Duplicate detection logic not getting applied whil...

gurunagasimha

I’m working on a custom Splunk app (VendorThreatIntel) that ingests alert data from an external API using the Splunk Python SDK.

Before inserting events into a custom index, I perform a duplicate check based on a unique id field. For each incoming record, I run a one-shot search against the index to check whether the record already exists.
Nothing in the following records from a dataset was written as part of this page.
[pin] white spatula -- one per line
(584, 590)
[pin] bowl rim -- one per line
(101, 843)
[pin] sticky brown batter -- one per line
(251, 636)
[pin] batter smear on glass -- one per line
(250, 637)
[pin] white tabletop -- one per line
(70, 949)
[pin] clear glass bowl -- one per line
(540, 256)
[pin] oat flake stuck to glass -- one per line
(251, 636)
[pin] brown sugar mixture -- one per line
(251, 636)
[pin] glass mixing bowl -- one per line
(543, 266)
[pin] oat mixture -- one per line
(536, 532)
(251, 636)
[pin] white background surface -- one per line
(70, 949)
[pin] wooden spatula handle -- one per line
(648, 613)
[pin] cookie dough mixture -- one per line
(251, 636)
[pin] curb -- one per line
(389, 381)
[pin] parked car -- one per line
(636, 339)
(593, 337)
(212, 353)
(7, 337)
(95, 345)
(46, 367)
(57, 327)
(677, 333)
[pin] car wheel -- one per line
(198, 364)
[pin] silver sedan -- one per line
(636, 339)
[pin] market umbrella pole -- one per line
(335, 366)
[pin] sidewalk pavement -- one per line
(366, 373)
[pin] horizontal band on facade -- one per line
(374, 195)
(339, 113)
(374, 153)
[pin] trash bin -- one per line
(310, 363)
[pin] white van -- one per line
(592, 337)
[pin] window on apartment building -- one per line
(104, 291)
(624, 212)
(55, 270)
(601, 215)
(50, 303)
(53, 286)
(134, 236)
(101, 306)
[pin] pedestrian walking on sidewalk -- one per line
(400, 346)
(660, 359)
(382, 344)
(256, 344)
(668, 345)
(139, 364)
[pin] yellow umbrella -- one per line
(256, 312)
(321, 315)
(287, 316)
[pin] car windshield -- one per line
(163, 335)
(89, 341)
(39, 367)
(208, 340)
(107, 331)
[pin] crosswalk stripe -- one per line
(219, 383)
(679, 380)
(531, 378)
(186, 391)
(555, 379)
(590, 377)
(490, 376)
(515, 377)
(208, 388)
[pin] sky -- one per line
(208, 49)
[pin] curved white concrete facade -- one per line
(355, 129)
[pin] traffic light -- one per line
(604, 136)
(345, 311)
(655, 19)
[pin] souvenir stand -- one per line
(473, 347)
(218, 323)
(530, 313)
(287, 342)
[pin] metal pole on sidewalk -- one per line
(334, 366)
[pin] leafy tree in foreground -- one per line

If found, I skip insertion; otherwise, I insert the event.

Below is the logic I’m using:

if 'data' in response and isinstance(response['data'], Sequence):
inserted_count = 0
skipped_count = 0

logger.info("[Vendor Events] Received %s records for processing", len(response['data']))
server = client.connect(token=session_key, app="VendorThreatIntel")

for row in response['data']:
row['service_name'] = service['displayName']
row_id = row.get("id")

search_query = f'search index="vendor_alerts" id="{row_id}"'
logger.info(f"[Vendor Events] Checking for existing record: {search_query}")

results_found = False
try:
rr = results.JSONResultsReader(
server.jobs.oneshot(search_query, output_mode="json")
)

for result in rr:
if isinstance(result, dict):
logger.info(
"[Vendor Events] Duplicate record found with id=%s, skipping insertion.",
row_id
)
results_found = True
skipped_count += 1

if not results_found:
index = server.indexes["vendor_alerts"]
index.submit(json.dumps(row))
inserted_count += 1

except Exception as e:
logger.error("[Vendor Events] Error inserting data: %s", str(e))

logger.info(
"[Vendor Events] Summary | Total: %s | Inserted: %s | Skipped: %s",
len(response['data']), inserted_count, skipped_count
)

Even when records with the same id already exist in the index, the duplicate detection logic is not being applied, and duplicate events are still getting indexed.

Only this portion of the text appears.